One source of the plans’ success, Mangano asserts, is their business-like models. “If there’s one thing we’ve learned in the last 25 years, it’s that if well-meaning programs could end homelessness, it would have been over years ago,” he noted. Rather than relying on moral, spiritual, or humanitarian arguments, the plans look at economic cost studies. For example, it has been calculated that, while it costs between $35,000 and $150,000 in police monitoring and medical costs to leave one chronically homeless person on the street for a year, it only costs $13,000 to $25,000 per year to give that same person housing and counseling. In the United States, an emergency room visit costs $1000 on average, an ambulance ride $500. Costs like this add up quickly, and the homeless have no insurance to cover them. As Fagan found in his reporting, one particular woman in San Francisco cost upwards of $100,000 of taxpayer money a year to leave on the street. As Mangano says, “you don’t need to be Warren Buffet or Suze Orman to know which of those investments makes sense.” The U.S. Interagency Council on Homelessness recently published some encouraging financial numbers: efforts by Seattle/King County’s Eastlake Housing First program have saved the city $4 million, and Massachusetts’s Housing First pilot program has shown a 67 percent reduction in annual health care costs per person. These numbers often prove far more persuasive than moral arguments in convincing mayors to implement the plans.

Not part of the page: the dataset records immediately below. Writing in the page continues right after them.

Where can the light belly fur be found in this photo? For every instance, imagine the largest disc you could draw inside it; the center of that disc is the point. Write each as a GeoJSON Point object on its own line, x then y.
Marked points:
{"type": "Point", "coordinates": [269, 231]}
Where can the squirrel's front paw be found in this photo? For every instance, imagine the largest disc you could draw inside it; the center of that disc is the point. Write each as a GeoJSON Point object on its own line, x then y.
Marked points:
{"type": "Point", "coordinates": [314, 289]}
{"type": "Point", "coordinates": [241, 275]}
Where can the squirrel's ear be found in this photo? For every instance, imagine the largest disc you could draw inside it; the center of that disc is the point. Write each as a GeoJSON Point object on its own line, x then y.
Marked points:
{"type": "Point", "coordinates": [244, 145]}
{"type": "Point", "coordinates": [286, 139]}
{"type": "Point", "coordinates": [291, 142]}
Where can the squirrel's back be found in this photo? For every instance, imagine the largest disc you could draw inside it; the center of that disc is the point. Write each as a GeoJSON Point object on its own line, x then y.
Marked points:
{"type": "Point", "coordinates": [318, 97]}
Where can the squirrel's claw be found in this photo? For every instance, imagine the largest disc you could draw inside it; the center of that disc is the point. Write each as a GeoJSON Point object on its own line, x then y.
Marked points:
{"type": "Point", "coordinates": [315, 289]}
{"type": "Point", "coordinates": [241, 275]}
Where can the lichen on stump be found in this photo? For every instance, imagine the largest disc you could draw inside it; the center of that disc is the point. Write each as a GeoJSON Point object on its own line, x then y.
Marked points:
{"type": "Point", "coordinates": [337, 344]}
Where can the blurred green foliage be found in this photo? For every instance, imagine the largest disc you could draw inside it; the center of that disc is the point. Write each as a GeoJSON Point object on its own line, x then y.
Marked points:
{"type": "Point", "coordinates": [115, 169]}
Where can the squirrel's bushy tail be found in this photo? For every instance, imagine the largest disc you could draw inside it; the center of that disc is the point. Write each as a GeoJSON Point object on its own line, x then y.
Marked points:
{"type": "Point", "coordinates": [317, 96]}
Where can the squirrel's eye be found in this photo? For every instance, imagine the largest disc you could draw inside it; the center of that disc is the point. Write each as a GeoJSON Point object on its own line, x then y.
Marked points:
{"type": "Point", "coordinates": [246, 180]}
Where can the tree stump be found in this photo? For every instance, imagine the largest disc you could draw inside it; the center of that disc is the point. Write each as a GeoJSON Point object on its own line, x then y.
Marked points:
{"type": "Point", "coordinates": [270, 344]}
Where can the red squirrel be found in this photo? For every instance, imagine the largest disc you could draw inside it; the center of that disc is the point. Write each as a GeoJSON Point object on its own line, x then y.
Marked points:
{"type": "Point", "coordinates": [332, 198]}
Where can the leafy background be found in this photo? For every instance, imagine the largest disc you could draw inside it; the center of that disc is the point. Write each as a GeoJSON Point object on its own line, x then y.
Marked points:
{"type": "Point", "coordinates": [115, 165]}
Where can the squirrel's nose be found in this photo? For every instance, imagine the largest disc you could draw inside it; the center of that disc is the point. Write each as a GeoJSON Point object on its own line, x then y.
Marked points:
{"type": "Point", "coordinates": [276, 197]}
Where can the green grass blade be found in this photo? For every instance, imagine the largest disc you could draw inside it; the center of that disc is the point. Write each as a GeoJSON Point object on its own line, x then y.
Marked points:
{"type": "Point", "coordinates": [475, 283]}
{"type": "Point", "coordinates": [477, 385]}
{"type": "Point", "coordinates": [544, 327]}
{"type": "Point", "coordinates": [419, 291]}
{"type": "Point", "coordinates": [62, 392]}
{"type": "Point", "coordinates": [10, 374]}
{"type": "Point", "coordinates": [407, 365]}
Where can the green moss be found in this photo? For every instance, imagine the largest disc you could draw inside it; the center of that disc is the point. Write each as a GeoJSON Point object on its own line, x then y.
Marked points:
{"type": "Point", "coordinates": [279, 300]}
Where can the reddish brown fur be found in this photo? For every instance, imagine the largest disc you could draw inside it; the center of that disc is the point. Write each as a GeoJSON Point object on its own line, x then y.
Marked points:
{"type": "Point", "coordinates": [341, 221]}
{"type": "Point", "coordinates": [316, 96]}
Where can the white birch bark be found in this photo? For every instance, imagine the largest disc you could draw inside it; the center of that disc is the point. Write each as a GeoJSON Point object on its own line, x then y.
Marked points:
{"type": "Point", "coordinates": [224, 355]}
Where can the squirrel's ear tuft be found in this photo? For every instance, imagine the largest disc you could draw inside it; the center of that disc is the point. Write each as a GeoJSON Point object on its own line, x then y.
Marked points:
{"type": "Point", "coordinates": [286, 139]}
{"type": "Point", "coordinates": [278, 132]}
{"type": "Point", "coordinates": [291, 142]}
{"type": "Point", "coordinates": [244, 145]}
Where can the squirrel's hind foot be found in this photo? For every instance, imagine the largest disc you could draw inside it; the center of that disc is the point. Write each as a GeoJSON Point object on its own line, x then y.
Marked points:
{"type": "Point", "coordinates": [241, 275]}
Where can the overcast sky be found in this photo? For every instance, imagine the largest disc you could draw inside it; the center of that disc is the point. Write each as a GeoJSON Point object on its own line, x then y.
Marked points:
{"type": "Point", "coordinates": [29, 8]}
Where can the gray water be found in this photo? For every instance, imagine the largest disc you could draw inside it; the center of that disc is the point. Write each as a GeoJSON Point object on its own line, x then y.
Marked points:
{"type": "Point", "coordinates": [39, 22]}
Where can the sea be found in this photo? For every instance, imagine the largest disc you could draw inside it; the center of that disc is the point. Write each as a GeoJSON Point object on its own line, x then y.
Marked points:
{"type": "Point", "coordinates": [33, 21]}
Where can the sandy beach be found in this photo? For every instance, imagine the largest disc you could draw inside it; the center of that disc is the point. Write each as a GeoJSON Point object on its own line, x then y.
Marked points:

Nonetheless, some experts argue that the “Ten-Year Plans” focus too much on the already homeless and not enough on systems — such as healthcare, education, and social services — which must be reformed in order to truly end homelessness. As Dr. Kedar Karki, author, sociologist, and homelessness activist, told the HPR, “when assistance is restricted to those who are homeless tonight, not much can be done to prevent homelessness tomorrow.” Mangano agrees that reforms are needed in other areas, but holds firm that “affordable housing [for those who are homeless] is the most important public policy evolution that needs to take place.”

Seeing is Believing

Mangano’s approach has certainly had a significant impact. From 2005 to 2007, 350 local “Ten-Year Plans” in cities throughout the country brought a 30 percent decrease in chronic homelessness. This statistic translates into 52,000 people leaving the streets and finding housing. While the economic downturn has produced an increase in overall homelessness, chronic homelessness — the crux of the problem — is decreasing. As long as this trend continues, we will see more and more cities implementing “Ten-Year Plans” and adopting the new philosophy that a solution to homelessness is possible.

Ashia Wilson ’11 contributed reporting for this article.